Professor Willingdon (Barry Jones) prays in a church and carries a bag. He rents a room from Mrs. Peckett (Joan Hickson). He marks a map and draws a large circle. Mrs. Peckett hears him pacing and goes to his door. Willingdon goes out early. Mrs. Peckett reads the paper and calls the police. Ann asks Folland what is wrong, and he shows her the letter. Lane and Ann see Willingdon get on a train. Willingdon sees police outside the rooming-house, turns back, and throws away his overcoat.
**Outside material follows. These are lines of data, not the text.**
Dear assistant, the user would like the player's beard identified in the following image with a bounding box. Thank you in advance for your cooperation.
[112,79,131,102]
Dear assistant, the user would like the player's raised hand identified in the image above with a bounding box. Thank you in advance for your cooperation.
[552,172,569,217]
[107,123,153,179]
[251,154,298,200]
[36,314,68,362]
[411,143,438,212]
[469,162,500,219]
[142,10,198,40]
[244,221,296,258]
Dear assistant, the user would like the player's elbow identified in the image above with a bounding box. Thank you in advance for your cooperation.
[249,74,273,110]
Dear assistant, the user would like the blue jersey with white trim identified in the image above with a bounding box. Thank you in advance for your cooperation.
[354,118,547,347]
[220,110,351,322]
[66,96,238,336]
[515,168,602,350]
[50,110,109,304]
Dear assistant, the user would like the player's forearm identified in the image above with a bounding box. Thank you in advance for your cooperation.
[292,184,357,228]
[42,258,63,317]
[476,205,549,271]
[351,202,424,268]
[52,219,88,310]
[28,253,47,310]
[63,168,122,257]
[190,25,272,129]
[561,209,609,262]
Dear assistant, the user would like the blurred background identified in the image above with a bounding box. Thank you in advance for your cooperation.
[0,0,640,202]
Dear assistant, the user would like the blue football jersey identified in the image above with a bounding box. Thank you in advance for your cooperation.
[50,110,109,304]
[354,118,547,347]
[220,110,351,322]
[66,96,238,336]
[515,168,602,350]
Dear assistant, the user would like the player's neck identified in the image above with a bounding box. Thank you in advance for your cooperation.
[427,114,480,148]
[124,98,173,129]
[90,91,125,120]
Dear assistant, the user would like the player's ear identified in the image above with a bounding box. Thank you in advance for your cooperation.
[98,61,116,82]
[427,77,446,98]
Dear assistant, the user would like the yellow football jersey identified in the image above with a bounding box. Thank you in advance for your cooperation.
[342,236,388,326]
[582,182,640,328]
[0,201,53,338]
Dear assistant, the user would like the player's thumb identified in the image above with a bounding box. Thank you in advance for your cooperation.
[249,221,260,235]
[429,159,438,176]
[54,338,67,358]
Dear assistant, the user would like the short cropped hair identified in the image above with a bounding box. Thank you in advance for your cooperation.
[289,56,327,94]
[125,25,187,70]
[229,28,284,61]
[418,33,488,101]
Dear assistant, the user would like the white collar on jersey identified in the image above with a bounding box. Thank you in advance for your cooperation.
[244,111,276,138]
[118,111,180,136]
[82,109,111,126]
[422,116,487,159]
         Willingdon buys an overcoat and meets Goldie (Olive Sloane) and her dog. In a pub he comments that the next war could destroy mankind. He mails a letter to the Prime Minister, and Goldie invites him to stay in her apartment.

         On Thursday Willingdon leaves her a note and money. The Prime Minister has a meeting and plans an announcement. Rumors spread. On radio the Prime Minister says Willingdon has a weapon; but they will not bow to his threat because such weapons are necessary to stop tyrants. He declares martial law and evacuation of downtown London. Willingdon sees posters of himself. Goldie tells Folland and Ann about Willingdon. At home Goldie finds the bag, and Willingdon locks her in.

         On Friday people move out of London. Goldie says that Willingdon is mad.

         On Saturday the city is deserted. Willingdon tells Goldie that he is trying to wake people up to save civilization. The army is deployed and searches. When they enter his building, Willingdon goes out the window. Soldiers find Goldie, and she laughs. Willingdon hides.

         On Sunday the search continues. Soldiers find Willingdon in a church and call. Lane says it is Willingdon, and Ann goes in at 11:45. She pleads with him to no avail. Folland and Lane rush in. Willingdon shouts it is too late and is shot by a soldier. An expert dismantles the device, and at noon all clear is sounded.

         This early parable of the nuclear age portrays a desperate nuclear scientist trying to alert his government to renounce their nuclear policy before a devastating war occurs. The drama itself offers a similar warning without the threat. Yet these governments still possess these atrocious weapons, and humanity’s fate still hangs in the balance.